By Arnold Kling
John Taylor’s First Principles argues for (p.18):
- predictable policy framework
- rule of law
- strong incentives
- reliance on markets
- clearly limited role for government
On p. 25, he points out that a policy can follow one principle but violate others. An example he gives is
Prohibition was made a rule of law…but its restrictions on buying and selling alcohol, unpredictable enforcement, and intrusion of government proved to be a disaster
At this point, you might expect him to discuss the drug war, but instead he discreetly changes the subject.
One is tempted to view First Principles as an election-year book, designed to enhance (or at least not detract from) the author’s chances of landing a top position in a Republican Administration. For me, it succeeds on that level. I would feel comfortable if Taylor were, say, Treasury Secretary or Fed Chairman. On the other hand, the book is not designed to delve into difficult nuances or to persuade someone with a different point of view.
The model of U.S. economic performance embedded in the book can be summed up as:
1. Economists are trained in different schools, with some becoming rule-oriented and others taught to be interventionist.
2. During some eras, rule-oriented economists are given positions of power. In other eras, discretion-oriented economists are given positions of power. This is only somewhat correlated with electoral politics. Some Republican Administrations have been interventionist, and occasionally a Democratic Administration is rule-oriented.
3. When the rule-oriented economists hold sway, economic performance becomes good. When discretion-oriented economists hold sway, economic performance deteriorates.
This model is fit to the last forty years of history in a somewhat post hoc way. For example, Alan Greenspan is sometimes a discretionist (when he supports a tax rebate in 1975 and when he loosens the money supply in 2003-2006) but otherwise is rule-oriented. (In my view, Greenspan by temperament was always a discretionist. He thought too highly of his own intellectual powers to be anything else.)
The amount of independent causal effect that this model attributes to economic advisers is the highest that I have ever seen suggested. I find more credible the remark I have seen attributed to Douglas Holtz-Eakin that economists are lucky to bat .100 in policy contests.

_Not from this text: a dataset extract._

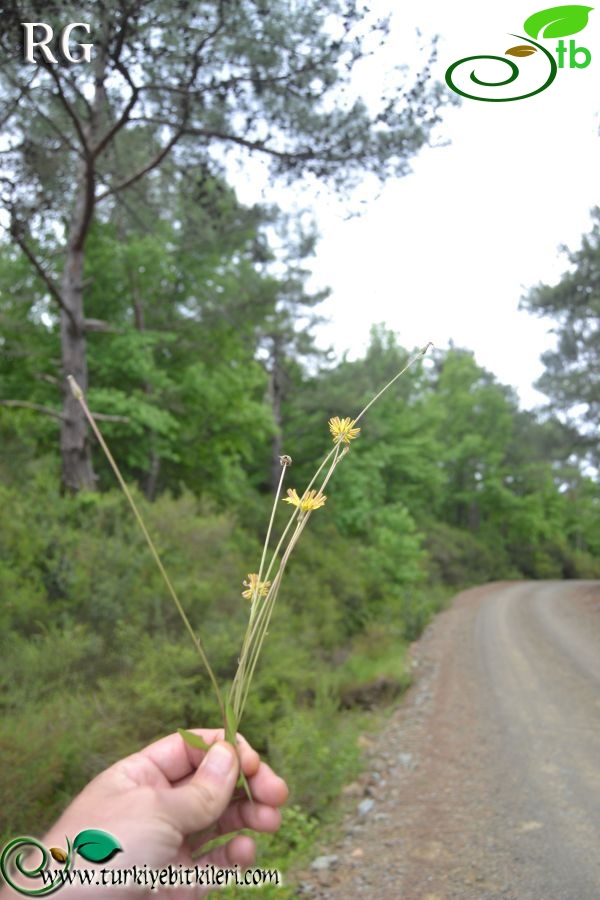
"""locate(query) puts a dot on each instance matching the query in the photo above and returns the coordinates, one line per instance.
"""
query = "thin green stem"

Again, I want to emphasize that I admire John Taylor’s more serious work. His paper with John Cogan is by far the best explanation for the failure of the 2009 stimulus program. Compared with the analysis in that paper, the media focus on the “Larry Summers memo” is sophomoric and delusional.
Overall, I can easily recommend John Taylor and his principles to the eventual Republican Presidential nominee. But coming up with a reason to recommend this book is harder.